Friday, April 18, 2008

Werdness and irony at Versailles

4/18 Friday
(5/20)
That Thursday we made the requisite trip to Versailles. Caspar from The Improfessionals joined us and the three of us had a lovely, tourist-crowded time.
All of the Louis XIV grandeur was, of course, grand, and ostentatious. One can look back at my open letter to the Hapsburg Dynasty and re-address that to the Bourbons as well.

My favorite bit of irony in the palace includes the Hall of Mirrors, where the Treaty of Versailles was signed.
As one passes through the galleries leading into the Hall of Mirrors, it’s necessary to pass a portrait of Alexander pardoning his defeated Persian foe Darius.
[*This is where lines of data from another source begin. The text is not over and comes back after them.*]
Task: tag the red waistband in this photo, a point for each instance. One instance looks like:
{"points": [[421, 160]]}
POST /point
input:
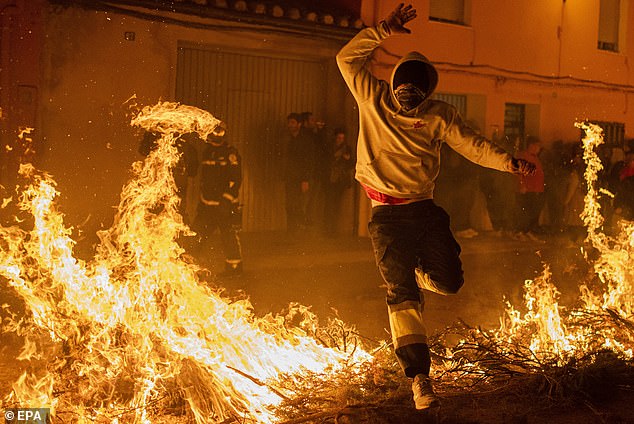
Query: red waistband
{"points": [[383, 198]]}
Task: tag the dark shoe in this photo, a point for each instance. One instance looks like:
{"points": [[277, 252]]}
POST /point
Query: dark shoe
{"points": [[231, 270], [424, 396]]}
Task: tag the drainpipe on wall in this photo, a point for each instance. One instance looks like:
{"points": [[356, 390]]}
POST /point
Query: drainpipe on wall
{"points": [[6, 12]]}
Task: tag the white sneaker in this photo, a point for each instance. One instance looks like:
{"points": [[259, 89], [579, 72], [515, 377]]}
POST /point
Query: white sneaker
{"points": [[424, 396]]}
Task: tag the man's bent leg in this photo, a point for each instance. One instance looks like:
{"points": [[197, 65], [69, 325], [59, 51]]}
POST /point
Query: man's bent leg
{"points": [[395, 256], [410, 338]]}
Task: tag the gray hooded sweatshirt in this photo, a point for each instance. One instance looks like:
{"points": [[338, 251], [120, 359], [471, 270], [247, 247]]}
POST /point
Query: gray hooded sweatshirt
{"points": [[398, 152]]}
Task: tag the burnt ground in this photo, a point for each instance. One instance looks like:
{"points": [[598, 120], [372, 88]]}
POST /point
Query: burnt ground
{"points": [[339, 274]]}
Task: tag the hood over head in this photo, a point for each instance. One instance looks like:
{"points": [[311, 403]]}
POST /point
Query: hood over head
{"points": [[416, 69]]}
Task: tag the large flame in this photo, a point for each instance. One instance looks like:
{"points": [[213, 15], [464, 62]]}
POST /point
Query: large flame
{"points": [[548, 335], [134, 326]]}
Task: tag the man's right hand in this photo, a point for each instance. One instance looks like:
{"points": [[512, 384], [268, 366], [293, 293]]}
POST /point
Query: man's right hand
{"points": [[396, 20]]}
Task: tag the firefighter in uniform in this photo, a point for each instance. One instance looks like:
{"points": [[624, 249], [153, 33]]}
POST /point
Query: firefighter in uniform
{"points": [[219, 207]]}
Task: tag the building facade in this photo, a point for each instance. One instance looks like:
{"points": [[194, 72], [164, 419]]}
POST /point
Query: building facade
{"points": [[74, 69]]}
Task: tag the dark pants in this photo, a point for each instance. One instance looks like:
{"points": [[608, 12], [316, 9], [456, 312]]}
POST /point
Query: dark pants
{"points": [[406, 238], [223, 218]]}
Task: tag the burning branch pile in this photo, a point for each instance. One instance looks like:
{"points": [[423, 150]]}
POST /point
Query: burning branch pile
{"points": [[133, 331], [133, 334], [566, 354]]}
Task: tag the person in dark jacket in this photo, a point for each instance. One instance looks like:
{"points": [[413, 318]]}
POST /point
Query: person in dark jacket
{"points": [[299, 172], [219, 207], [340, 167]]}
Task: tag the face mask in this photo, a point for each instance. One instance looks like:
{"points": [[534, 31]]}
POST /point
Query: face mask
{"points": [[409, 96]]}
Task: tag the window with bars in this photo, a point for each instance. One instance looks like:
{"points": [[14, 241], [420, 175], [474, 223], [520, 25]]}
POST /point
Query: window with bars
{"points": [[451, 11], [515, 124], [609, 18], [613, 133], [457, 100]]}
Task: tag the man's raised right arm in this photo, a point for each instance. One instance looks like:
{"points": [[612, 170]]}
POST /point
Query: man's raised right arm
{"points": [[353, 59]]}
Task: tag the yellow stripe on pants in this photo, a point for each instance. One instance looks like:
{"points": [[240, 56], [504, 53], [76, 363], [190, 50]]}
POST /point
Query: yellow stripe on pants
{"points": [[406, 324]]}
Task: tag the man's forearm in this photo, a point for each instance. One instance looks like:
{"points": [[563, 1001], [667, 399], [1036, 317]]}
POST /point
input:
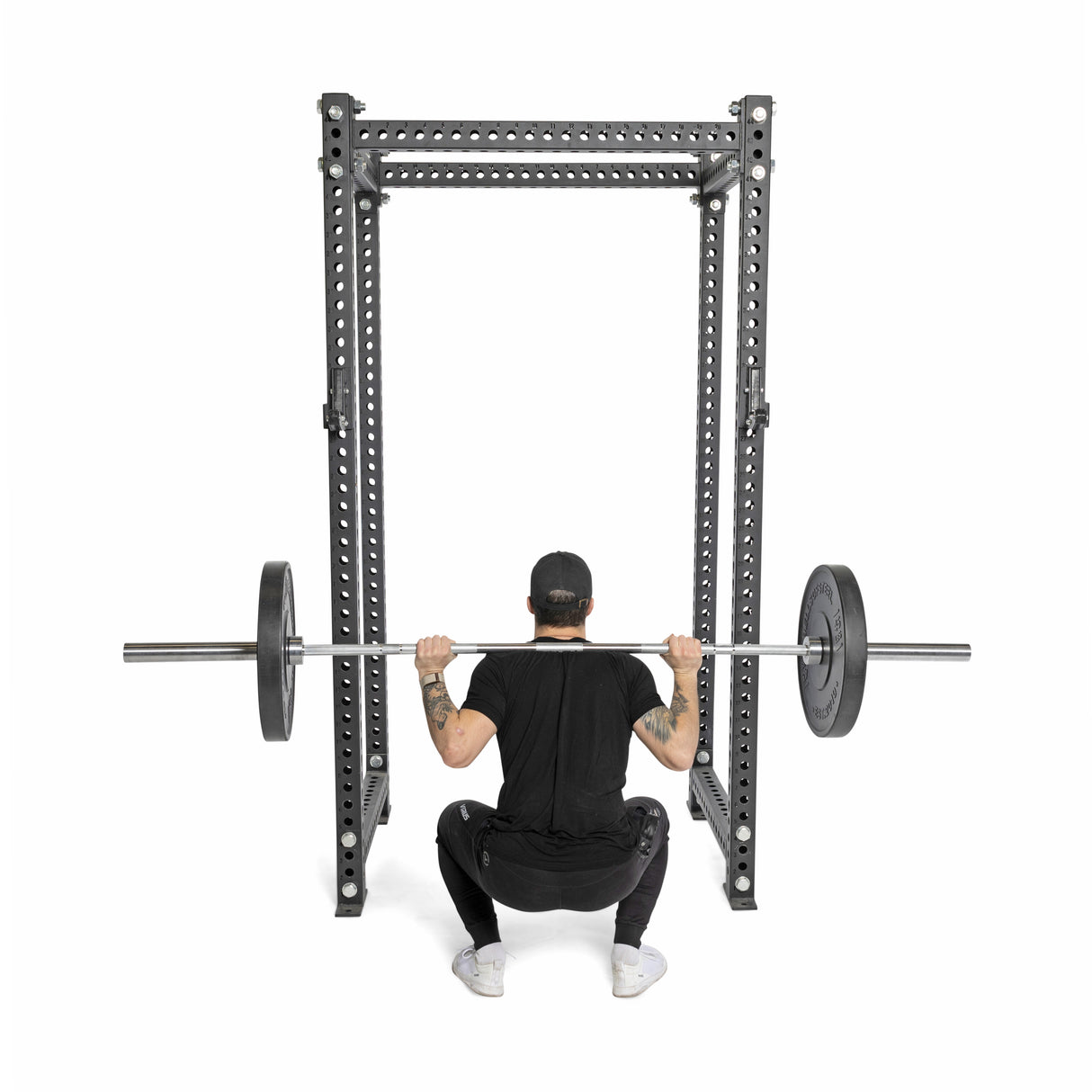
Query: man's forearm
{"points": [[677, 728], [440, 712]]}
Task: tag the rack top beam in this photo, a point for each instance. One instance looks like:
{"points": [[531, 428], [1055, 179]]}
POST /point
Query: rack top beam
{"points": [[616, 174], [497, 137]]}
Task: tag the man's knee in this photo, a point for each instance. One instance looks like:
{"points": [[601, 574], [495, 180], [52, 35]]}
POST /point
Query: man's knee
{"points": [[447, 819], [647, 805]]}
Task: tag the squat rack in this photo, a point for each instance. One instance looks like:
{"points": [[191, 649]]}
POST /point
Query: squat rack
{"points": [[356, 176]]}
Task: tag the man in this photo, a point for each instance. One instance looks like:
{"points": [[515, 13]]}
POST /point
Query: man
{"points": [[561, 837]]}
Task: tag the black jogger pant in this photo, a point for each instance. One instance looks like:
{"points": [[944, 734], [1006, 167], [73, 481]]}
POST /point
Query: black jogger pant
{"points": [[475, 877]]}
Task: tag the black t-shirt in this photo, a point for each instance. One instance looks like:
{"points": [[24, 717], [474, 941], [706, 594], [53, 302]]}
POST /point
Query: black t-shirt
{"points": [[564, 725]]}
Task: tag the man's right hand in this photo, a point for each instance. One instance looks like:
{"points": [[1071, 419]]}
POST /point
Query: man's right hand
{"points": [[434, 654], [683, 654]]}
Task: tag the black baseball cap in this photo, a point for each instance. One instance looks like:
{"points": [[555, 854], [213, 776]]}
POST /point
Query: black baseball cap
{"points": [[560, 572]]}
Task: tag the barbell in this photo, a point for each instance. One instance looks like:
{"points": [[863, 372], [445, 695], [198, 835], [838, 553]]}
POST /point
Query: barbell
{"points": [[832, 649]]}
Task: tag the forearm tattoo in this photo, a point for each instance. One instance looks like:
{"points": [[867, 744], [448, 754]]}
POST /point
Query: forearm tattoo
{"points": [[662, 722], [438, 704]]}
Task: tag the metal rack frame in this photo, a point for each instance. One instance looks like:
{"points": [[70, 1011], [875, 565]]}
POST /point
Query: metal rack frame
{"points": [[356, 176]]}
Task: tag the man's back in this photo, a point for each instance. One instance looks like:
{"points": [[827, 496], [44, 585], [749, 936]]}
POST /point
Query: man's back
{"points": [[564, 728]]}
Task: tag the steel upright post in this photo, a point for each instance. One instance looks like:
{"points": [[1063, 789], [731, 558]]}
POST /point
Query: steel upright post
{"points": [[342, 418], [753, 415]]}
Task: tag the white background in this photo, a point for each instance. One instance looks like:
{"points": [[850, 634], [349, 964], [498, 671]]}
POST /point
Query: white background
{"points": [[922, 883]]}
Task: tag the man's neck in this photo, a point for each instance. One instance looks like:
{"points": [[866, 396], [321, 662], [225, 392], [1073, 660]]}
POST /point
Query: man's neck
{"points": [[562, 633]]}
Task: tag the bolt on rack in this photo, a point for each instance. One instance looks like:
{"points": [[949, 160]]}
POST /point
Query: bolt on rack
{"points": [[355, 180]]}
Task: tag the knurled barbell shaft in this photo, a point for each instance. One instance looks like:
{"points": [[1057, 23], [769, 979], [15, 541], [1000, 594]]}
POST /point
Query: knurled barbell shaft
{"points": [[248, 649]]}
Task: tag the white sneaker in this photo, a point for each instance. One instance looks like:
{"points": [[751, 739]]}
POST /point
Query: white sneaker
{"points": [[634, 970], [484, 979]]}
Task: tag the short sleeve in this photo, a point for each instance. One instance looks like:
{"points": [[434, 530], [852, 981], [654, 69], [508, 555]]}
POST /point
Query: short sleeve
{"points": [[486, 693], [642, 692]]}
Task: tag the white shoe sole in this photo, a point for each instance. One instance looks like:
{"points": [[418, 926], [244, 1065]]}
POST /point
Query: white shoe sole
{"points": [[479, 989], [642, 985]]}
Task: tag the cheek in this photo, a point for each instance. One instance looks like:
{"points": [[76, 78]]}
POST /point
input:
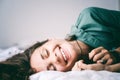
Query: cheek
{"points": [[35, 61]]}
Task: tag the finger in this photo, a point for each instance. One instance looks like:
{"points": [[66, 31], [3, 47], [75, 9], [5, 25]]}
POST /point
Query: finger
{"points": [[98, 56], [94, 52], [109, 62], [102, 61], [105, 60], [75, 67]]}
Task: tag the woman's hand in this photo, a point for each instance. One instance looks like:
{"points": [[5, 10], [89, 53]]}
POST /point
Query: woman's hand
{"points": [[101, 55], [79, 65]]}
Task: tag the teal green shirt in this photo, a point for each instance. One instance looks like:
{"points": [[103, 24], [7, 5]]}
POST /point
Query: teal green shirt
{"points": [[98, 27]]}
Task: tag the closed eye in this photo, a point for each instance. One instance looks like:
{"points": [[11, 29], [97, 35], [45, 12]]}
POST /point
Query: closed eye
{"points": [[44, 53], [51, 67]]}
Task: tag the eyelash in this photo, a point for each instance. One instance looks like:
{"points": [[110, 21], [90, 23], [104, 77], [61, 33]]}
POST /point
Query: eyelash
{"points": [[52, 67], [44, 54]]}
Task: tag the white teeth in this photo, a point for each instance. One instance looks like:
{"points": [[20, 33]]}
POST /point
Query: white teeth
{"points": [[63, 54]]}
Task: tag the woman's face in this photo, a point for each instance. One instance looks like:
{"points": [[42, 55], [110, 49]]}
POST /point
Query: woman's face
{"points": [[56, 54]]}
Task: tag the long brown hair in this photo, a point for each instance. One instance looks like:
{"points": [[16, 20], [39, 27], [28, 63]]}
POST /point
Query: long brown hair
{"points": [[18, 66]]}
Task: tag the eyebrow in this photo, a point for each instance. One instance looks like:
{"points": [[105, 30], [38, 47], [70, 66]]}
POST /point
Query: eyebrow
{"points": [[48, 67]]}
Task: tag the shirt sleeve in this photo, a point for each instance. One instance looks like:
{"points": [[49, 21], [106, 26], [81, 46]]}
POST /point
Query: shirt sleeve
{"points": [[98, 27]]}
While the scene in the “historical” portrait never actually took place, the story it portrays is clear: The victorious Alexander strengthens his victory and therefore his empire by showing mercy on his defeated enemy.
The diplomats and statesmen who signed the Treaty of Versailles must have walked past this painting, on their way to humiliating and emasculating Germany and setting the stage for World War II.

The weirdest part of the complex is the Marie Antoinette estate. Slightly weird is the small baroque opera house she had built for herself, in which she performed French comedies as a clever method of learning the language after her move from Austria. Clearly she’d never heard the phrase that all one needs for theater is “two planks and a passion.”
Very weird is the miniature peasant village. As a faux-intellectual, the queen fundementalized some theories of Rousseau which declared the nobility of the peasantry. In an attempt to return to these noble peasant roots, the Hapsburg queen spnt a fortune to have her own little Disneyland peasant village built. She and her court would dress in country garb and go slumming in this weird, scaled down rural village. There are several small farmhouses, a scaled down mill with a scaled down water-wheel, and presumably “real” peasants to work the town when she felt like attending her own personal amusement park. If I was an 18th century peasant and I knew she was passing her time in an expensive movie-set peasant village, I’d be screaming for her head as well!

Don’t forget there’s an actual town of Versailles in addition to the palaces. For lunch we took our customary diversion from the tourist track and found ourselves a wonderful, not so expensive restaurant just 15 minutes or so from the palace complex. It’s well worth it to avoid the museum cafĂ© for lunch.